Wie kaum ein anderer Fotokünstler beherrscht Sebastian Trägner das Prinzip der ästhetischen Umkehrung:
Aus dem Abseitigen, Banalen, ja vermeintlich Hässlichen schöpft der Kölner eine poetische Schönheit, die zwischen Elegie und Hoffnung schwebt. Genauso, wie er dem offenkundig Inszenatorischen der Mode- und Aktfotografie, die größtenteils auf Makellosigkeit angelegt ist, eine immanente Verletzlichkeit und psychologische Tiefe abtrotzt.
Es ist nicht das Motiv, das der Kölner einfängt; es sind vielmehr die Emotionen und Brüche dahinter, die er sichtbar macht. Dabei spielt er mit den Erwartungen und Assoziationen des Betrachters und unterläuft das Klischee mit einem ästhetischen Gegenentwurf, wo plötzlich neue Regeln von Anmut und Würde vorherrschen.
So inszeniert er soziale Malaisen wie Obdachlosigkeit, Armut und Kleinkriminalität in träumerischen Schwarz-Weiß-Aufnahmen. Indem er ihnen das Dokumentarische, Voyeuristische verweigert und stattdessen auf die Mittel der Ästhetisierung setzt, vermag er es umso mehr, die Schattenseiten von Urbanität, Globalisierung und Turbokapitalismus eindringlich aufzuzeigen. Wir sind berührt, betört – und schauen genauer hin, statt womöglich abzublocken und geschockt wegzusehen.
Damit kreiert der Autodidakt eine alternative Magie, ein entgegengesetztes Storytelling, wo notleidenden Menschen und ihrer Umgebung ein Antlitz der Erhabenheit zuteil wird. Indem er jene Menschen und Phänomene, die wir zu übersehen gelernt haben, aus ihrem gängigen Kontext löst und dem Duktus der Kunst anheimgibt, überführt er sie in unsere „Gegenwelt“. Wirft ein neues Narrativ auf. Verankert sie in unserem Bewusstsein. Gibt ihnen eine visuelle Stimme.

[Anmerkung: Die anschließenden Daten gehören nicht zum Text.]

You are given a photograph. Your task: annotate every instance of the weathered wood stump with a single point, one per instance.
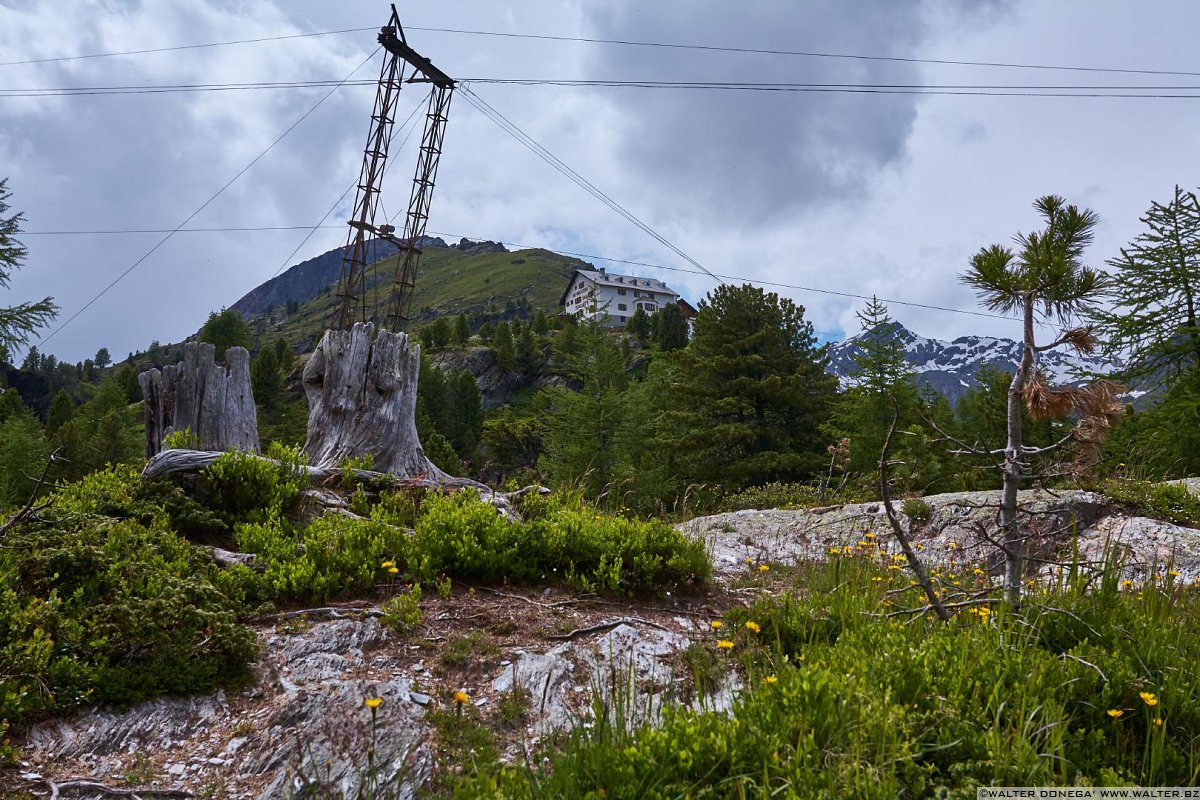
(215, 403)
(361, 395)
(190, 462)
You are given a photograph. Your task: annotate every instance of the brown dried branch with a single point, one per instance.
(1083, 340)
(31, 507)
(915, 563)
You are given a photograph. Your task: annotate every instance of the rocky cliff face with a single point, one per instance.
(951, 367)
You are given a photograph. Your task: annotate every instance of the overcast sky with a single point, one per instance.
(851, 192)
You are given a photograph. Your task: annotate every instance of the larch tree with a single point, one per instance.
(17, 323)
(1043, 278)
(1155, 318)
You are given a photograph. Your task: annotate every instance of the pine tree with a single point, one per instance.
(670, 328)
(61, 410)
(23, 455)
(468, 409)
(753, 391)
(639, 325)
(527, 355)
(267, 378)
(505, 354)
(881, 374)
(461, 329)
(1156, 294)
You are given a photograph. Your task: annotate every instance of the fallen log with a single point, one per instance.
(193, 461)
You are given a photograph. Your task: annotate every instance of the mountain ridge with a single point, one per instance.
(951, 367)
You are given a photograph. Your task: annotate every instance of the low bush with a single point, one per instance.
(246, 487)
(1170, 501)
(565, 540)
(1089, 685)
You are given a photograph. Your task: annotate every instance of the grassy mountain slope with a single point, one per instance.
(448, 283)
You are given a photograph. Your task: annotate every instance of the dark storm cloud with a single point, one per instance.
(761, 155)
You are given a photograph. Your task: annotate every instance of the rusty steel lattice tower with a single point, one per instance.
(352, 287)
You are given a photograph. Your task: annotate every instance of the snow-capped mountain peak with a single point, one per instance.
(951, 367)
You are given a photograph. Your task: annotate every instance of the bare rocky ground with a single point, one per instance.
(529, 661)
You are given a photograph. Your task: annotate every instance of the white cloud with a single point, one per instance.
(853, 193)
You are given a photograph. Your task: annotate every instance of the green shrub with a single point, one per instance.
(331, 557)
(246, 487)
(402, 613)
(1089, 686)
(1169, 501)
(462, 536)
(95, 608)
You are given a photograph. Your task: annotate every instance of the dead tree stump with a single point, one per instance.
(215, 403)
(361, 395)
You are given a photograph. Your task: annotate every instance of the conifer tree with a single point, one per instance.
(1155, 320)
(639, 325)
(461, 329)
(880, 373)
(61, 410)
(17, 323)
(753, 391)
(670, 328)
(1044, 278)
(580, 428)
(505, 354)
(527, 355)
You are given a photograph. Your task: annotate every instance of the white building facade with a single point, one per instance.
(613, 299)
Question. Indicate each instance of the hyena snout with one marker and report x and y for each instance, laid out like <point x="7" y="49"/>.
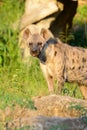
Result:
<point x="34" y="50"/>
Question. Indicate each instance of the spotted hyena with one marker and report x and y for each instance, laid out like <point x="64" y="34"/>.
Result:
<point x="59" y="61"/>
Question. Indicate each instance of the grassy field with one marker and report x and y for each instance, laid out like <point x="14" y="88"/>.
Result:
<point x="20" y="82"/>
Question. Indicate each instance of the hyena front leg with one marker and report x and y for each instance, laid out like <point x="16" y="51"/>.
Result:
<point x="84" y="91"/>
<point x="60" y="81"/>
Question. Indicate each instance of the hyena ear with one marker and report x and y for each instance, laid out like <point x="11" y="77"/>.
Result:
<point x="26" y="33"/>
<point x="46" y="34"/>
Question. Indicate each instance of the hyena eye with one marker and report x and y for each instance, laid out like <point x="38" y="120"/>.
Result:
<point x="39" y="43"/>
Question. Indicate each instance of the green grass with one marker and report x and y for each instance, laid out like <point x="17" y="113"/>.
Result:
<point x="20" y="82"/>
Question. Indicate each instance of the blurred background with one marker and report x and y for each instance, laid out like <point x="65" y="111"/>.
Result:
<point x="19" y="82"/>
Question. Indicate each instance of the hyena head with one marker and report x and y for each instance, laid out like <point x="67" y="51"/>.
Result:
<point x="36" y="41"/>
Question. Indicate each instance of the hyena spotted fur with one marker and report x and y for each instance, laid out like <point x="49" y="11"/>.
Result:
<point x="59" y="61"/>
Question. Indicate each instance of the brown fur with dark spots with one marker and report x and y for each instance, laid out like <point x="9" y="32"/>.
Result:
<point x="62" y="62"/>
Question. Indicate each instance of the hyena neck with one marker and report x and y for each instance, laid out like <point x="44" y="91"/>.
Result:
<point x="42" y="56"/>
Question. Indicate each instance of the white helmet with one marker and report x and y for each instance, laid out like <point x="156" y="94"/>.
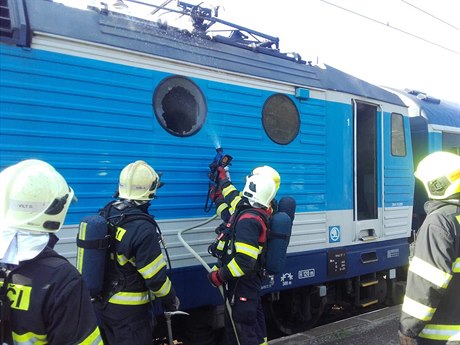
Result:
<point x="138" y="181"/>
<point x="33" y="197"/>
<point x="440" y="174"/>
<point x="269" y="171"/>
<point x="259" y="190"/>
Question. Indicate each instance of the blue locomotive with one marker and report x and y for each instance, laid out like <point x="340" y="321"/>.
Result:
<point x="435" y="126"/>
<point x="91" y="89"/>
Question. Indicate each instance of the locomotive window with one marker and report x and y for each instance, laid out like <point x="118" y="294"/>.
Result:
<point x="398" y="140"/>
<point x="280" y="119"/>
<point x="179" y="106"/>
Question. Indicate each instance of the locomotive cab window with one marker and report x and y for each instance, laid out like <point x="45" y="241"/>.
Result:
<point x="280" y="119"/>
<point x="179" y="106"/>
<point x="398" y="140"/>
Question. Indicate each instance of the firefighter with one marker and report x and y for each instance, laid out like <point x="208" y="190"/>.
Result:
<point x="44" y="299"/>
<point x="137" y="269"/>
<point x="239" y="268"/>
<point x="431" y="307"/>
<point x="230" y="196"/>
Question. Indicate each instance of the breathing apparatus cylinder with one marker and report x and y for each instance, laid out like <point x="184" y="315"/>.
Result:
<point x="92" y="252"/>
<point x="279" y="236"/>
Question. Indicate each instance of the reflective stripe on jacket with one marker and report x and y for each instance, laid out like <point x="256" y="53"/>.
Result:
<point x="50" y="303"/>
<point x="431" y="305"/>
<point x="140" y="269"/>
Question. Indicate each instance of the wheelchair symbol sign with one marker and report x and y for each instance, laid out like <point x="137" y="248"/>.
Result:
<point x="334" y="234"/>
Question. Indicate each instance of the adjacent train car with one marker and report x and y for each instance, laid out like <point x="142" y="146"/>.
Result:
<point x="90" y="90"/>
<point x="435" y="126"/>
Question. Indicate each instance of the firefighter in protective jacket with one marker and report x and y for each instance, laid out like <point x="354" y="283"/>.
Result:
<point x="239" y="267"/>
<point x="431" y="308"/>
<point x="44" y="299"/>
<point x="231" y="197"/>
<point x="137" y="269"/>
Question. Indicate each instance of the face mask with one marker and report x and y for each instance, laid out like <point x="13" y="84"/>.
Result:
<point x="17" y="245"/>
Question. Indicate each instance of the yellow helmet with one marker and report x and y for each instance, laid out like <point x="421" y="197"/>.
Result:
<point x="440" y="174"/>
<point x="33" y="197"/>
<point x="138" y="181"/>
<point x="269" y="171"/>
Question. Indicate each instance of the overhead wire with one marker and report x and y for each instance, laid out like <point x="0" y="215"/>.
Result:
<point x="392" y="27"/>
<point x="431" y="15"/>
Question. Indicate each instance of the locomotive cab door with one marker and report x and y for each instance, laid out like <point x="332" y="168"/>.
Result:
<point x="366" y="167"/>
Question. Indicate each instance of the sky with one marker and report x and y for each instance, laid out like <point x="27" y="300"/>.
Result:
<point x="402" y="44"/>
<point x="364" y="47"/>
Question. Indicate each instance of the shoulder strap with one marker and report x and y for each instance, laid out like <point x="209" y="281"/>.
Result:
<point x="5" y="317"/>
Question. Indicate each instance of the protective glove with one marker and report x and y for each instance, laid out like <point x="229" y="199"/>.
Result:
<point x="215" y="193"/>
<point x="215" y="278"/>
<point x="405" y="340"/>
<point x="222" y="173"/>
<point x="171" y="304"/>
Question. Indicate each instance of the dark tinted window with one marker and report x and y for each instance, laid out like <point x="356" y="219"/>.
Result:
<point x="398" y="140"/>
<point x="280" y="119"/>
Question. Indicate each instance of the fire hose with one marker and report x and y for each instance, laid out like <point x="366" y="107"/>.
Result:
<point x="206" y="266"/>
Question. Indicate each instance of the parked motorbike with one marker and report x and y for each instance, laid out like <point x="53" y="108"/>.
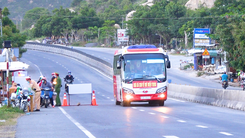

Seine Körperstudien führen das Konzept der Augenhöhe zwischen Kunst-Objekt und Kunst-Schöpfer fort; obschon erotisch inszeniert, geht es hier niemals um Entblößung oder Sexualisierung, sondern um die reine, unverstellte Schönheit von Physis und Anatomie. Trägner bannt Linienführungen und Kurvenverläufe des weiblichen Körpers, spielt mit Licht- und Schatteneffekten, streut Accessoires wie Blumen oder Gräser ein und schafft so eine fast abstrahierte Ansicht auf Nacktheit. Die dennoch ungemein sinnlich und berührend ist.
Sebastian Trägners Landschaftsaufnahmen, die auf Reisen durch die USA oder Island entstanden sind, feiern die Weite, Formenvielfalt und Farbpracht irdischer Natur - und entwickeln durch die künstlerische Linse betrachtet einmal mehr das Abbild einer nahezu überirdischen Schönheit.
Sebastian Trägner lebt in Köln und arbeitet auf der ganzen Welt. Er war lange in der Modebranche tätig und avancierte schrittweise zum Fotokünstler. Neben seiner freien künstlerischen Tätigkeit realisiert er auch Fotos- und Modestrecken für Magazine wie Harper’s Bazaar, Vogue Italia u.a. Er war neben Annie Leibovitz und Lina Tesch teilnehmender Künstler an der weltweiten Kampagne von Leica Camera und fotografiert im Auftrag von Kulturinstitutionen wie BMW Gallery, Schauspiel Köln, tanzhaus NRW sowie dem Landesmuseum Darmstadt, wo er die Ausstellung der Peter Lindbergh Foundation fotografisch begleitete. Außerdem ist er seit 2021 Mitglied der deutschen Gesellschaft für Photographie. Seine Werke sind in zahlreichen öffentlichen und privaten Sammlungen vertreten.